El martillero Diego del Valle analizó el presente del mercado. Desde el cepo, la compraventa cayó un 36%. Los alquileres están sujetos a la inflación y eso pone en duda a los propietarios.
Y es que a su entender, las consecuencias de la inflación actual no están tan lejos de lo ocurrido entonces. Lo cierto es que los alquileres sufrieron importantes aumentos en relación al año pasado y no se descarta que debido a este mismo proceso inflacionario, los valores puedan o deban ser reajustados más de una vez en este año.
Hoy, en este sentido, el sector inmobiliario tiene una misión: convencer al propietario de “una realidad”, que implica que “también el inquilino gana un determinado sueldo y tampoco los alquileres se van a poder aumentar mucho más, porque no va a haber mercado, porque no lo van a poder pagar”.
Pero no solo eso, sino que además esa eventual reducción del mercado se genera en un momento en el que Mar del Plata ganó “algo positivo” de los últimos dos años de una de las peores caídas del mercado: “al no venderse tanto en estos años, entró mucha oferta de alquiler, por lo que el stock era importante y esto permitía que el valor de los alquileres se acomodaran”.
A su vez, Del Valle repasó que en el mercado de alquileres se manejó una inflación desde un 20 y hasta un 30% en contratos de 24 meses. Pero al mismo tiempo advirtió que “si tenemos que pasar esos números, está muy complicado”.
A dos meses del inicio del 2014, los precios para los alquileres por 24 meses no están del todo claros. Hay un margen, pero en las inmobiliarias hay también un abanico importante de valores.
A modo de referencia, un departamento de 1 ambiente oscila en Mar del Plata entre los $1700 y los $2000; aquellos de 2 ambientes, entre $2000 y 2500; tres ambientes, de $2500 pesos en adelante; mientras que el alquiler de los chalets, se ubica de $4500 en adelante.
La recesión del mercado está a la vista. Sobre todo desde que se anunció semanas atrás la devaluación, los propietarios “empezaron a esperar un poco antes de decidir vender”.
Esto, luego de un diciembre que marcó el cierre de “un segundo año de consecutiva caída”, ya que la cantidad de escrituras del 2013 “es la más baja tanto en Capital desde 1998 como aquí en General Pueyrredon desde que hay registro”, analizó el martillero.
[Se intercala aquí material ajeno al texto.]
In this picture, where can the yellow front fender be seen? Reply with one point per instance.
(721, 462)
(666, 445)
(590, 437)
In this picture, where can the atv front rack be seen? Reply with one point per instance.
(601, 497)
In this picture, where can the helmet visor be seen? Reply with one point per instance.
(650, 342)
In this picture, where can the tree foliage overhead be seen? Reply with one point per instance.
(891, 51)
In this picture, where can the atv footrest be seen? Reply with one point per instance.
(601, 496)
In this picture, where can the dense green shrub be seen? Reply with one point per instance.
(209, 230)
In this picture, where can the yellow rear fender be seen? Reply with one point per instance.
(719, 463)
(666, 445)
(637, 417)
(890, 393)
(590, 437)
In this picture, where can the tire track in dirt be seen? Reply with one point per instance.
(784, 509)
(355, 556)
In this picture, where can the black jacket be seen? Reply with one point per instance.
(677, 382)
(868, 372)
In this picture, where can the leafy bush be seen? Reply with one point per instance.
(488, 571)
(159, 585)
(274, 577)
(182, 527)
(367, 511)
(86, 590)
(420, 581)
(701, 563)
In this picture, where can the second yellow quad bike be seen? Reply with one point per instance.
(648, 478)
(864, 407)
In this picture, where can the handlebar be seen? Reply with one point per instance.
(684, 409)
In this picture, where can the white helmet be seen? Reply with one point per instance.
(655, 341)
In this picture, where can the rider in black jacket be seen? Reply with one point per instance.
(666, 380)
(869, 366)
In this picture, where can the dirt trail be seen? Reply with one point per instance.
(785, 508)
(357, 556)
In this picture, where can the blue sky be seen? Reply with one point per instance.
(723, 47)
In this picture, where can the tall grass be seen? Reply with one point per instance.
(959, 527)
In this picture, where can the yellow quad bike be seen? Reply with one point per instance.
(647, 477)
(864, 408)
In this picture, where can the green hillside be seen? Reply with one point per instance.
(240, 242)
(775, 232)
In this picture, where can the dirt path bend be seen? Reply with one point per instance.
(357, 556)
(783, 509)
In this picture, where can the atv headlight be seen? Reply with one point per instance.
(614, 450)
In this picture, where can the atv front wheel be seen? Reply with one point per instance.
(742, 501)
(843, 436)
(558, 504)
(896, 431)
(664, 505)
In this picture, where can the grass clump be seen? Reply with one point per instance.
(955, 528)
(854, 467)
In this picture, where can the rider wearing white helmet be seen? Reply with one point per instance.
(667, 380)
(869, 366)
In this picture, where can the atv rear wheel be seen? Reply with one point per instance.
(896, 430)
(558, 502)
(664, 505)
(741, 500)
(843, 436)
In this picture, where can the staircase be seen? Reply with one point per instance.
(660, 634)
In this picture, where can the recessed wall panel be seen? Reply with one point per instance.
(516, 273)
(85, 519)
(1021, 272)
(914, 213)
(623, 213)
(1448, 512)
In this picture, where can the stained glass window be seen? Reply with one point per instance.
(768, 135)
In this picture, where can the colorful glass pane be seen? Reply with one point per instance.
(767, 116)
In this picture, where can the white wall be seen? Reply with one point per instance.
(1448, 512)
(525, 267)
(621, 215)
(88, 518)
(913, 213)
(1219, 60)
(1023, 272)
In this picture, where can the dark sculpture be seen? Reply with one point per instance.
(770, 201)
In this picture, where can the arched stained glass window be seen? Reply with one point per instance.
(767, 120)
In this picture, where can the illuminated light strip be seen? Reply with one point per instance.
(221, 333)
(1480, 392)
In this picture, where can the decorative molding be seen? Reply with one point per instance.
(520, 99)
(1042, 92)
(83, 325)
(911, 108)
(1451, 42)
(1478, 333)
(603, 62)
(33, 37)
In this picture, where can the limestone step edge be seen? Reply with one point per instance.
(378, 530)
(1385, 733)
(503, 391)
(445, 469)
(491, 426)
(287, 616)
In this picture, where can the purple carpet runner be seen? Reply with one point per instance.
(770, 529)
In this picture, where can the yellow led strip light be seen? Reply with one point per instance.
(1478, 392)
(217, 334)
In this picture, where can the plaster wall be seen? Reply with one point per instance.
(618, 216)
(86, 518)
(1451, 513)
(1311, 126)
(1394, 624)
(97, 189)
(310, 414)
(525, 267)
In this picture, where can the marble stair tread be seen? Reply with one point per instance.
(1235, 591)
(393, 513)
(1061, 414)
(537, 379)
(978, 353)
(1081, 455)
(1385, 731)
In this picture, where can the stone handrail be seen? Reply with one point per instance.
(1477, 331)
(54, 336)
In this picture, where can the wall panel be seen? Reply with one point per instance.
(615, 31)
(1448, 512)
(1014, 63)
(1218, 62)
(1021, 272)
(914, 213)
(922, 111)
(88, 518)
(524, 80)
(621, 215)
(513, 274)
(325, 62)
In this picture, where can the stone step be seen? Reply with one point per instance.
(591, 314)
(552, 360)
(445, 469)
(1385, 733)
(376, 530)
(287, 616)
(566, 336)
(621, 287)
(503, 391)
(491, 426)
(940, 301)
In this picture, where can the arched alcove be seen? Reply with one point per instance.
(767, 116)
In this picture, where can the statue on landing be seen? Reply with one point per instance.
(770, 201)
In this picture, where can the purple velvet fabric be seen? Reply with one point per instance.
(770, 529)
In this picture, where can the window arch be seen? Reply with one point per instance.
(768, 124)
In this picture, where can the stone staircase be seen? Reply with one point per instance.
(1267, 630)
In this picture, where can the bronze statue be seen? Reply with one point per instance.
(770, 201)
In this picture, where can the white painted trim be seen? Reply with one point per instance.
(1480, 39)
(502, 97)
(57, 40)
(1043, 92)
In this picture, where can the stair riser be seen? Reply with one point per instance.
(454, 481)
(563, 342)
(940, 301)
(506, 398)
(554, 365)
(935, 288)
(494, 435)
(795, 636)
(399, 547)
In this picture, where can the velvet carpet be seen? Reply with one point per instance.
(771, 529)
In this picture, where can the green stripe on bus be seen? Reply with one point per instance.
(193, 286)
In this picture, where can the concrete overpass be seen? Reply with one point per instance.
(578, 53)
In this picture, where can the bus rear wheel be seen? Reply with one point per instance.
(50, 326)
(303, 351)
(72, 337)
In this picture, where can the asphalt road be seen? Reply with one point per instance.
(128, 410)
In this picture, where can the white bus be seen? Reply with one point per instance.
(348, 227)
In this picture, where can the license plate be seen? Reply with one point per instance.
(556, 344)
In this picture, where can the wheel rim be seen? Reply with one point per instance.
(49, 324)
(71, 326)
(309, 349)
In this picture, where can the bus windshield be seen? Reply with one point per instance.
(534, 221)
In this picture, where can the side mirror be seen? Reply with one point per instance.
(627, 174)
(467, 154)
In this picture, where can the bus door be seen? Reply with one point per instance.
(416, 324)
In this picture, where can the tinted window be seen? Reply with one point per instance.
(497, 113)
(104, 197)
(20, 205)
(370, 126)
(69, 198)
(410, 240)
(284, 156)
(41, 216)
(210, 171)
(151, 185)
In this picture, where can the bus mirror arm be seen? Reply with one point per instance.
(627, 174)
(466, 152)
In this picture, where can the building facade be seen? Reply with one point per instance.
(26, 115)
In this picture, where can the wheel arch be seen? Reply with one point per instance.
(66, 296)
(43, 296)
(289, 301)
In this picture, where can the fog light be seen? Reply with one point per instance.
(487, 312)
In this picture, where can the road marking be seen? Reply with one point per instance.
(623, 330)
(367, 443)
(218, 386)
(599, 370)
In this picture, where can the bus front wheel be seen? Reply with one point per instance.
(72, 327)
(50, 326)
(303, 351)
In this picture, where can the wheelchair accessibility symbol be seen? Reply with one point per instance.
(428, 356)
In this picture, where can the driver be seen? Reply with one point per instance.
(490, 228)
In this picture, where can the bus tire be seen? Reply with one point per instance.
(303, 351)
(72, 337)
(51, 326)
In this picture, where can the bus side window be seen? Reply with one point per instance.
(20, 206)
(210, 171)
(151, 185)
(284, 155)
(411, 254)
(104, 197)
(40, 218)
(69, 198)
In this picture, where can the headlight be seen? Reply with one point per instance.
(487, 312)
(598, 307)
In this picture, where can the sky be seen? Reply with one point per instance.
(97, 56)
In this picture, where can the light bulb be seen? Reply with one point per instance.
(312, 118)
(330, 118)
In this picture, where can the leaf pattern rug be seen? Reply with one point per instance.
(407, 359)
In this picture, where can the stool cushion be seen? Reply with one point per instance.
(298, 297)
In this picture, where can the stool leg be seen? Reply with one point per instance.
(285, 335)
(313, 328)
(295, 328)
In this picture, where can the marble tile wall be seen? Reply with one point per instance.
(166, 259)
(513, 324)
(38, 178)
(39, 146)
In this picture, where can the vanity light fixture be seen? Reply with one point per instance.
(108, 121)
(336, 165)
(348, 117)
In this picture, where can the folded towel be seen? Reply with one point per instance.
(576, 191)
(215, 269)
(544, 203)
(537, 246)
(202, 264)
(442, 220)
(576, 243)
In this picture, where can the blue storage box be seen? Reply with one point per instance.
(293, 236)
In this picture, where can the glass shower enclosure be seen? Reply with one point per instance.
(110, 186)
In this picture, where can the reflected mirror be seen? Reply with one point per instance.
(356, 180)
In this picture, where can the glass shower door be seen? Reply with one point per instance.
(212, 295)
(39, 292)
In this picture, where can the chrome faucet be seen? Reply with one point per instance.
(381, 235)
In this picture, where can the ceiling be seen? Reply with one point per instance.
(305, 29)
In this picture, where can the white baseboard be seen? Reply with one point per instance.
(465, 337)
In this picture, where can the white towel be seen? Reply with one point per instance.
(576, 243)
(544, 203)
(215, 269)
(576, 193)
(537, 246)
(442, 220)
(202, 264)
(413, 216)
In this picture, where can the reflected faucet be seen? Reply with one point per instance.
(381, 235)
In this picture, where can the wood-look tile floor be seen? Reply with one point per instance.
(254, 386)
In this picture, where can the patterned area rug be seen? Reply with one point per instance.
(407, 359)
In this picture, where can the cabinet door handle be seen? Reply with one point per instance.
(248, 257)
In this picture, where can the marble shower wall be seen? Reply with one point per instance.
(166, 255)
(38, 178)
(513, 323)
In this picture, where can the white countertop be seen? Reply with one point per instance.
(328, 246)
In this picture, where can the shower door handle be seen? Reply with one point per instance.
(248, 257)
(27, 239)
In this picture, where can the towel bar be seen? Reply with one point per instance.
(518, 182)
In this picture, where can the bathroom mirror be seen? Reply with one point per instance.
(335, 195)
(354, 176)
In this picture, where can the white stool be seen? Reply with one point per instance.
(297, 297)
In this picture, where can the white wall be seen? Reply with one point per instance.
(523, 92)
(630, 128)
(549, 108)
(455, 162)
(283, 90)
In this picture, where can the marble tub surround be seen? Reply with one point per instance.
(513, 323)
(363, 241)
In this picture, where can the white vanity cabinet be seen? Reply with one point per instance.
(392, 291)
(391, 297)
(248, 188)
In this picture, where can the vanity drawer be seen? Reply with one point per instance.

En números, la caída resulta matemática. Hasta el 2011, es decir hasta que entró en vigencia el cepo y lo que Del Valle define como “la locura del dólar paralelo”, en el partido de General Pueyrredon “se hacían en promedio mensual unas 1050 escrituras”.
En 2013, el distrito tuvo un promedio de 683 escrituras por mes que -al igual que en el 2012-, “marcó una caída del 36% desde que se anunció el cepo”. Los números marcan una realidad.
La proyección a corto plazo no es la más alentadores de parte de los operadores locales del sector inmobiliario. Y el martillero consultado se encargó de señalarlo: “Con cambios así en las reglas de juego, una devaluación de un día para el otro y como un dólar oficial que te lo marcan según el ahorro… el camino va a ser le mismo”.
Esa proyección cambió, fundamentalmente desde la devaluación. Antes de ello, la mirada era otra. “Estábamos alentados y esperanzados de que se había llegado a un piso en cantidad de operaciones. De ahí solo se podía subir”, contó Del valle, pero la realidad marcó otra cosa y el nivel de consultas en enero cayó. De hecho, “fue peor que el del año pasado”.
Y debido a los 22 años que el martillero lleva en el mercado, no tener reglas de juego claras, “sin dudas afecta y se siente”. Y a partir de las similitudes numéricas con la situación de fines de los ’90, para Del Valle está claro que una vez más, “el problema no es económico; el problema es político”.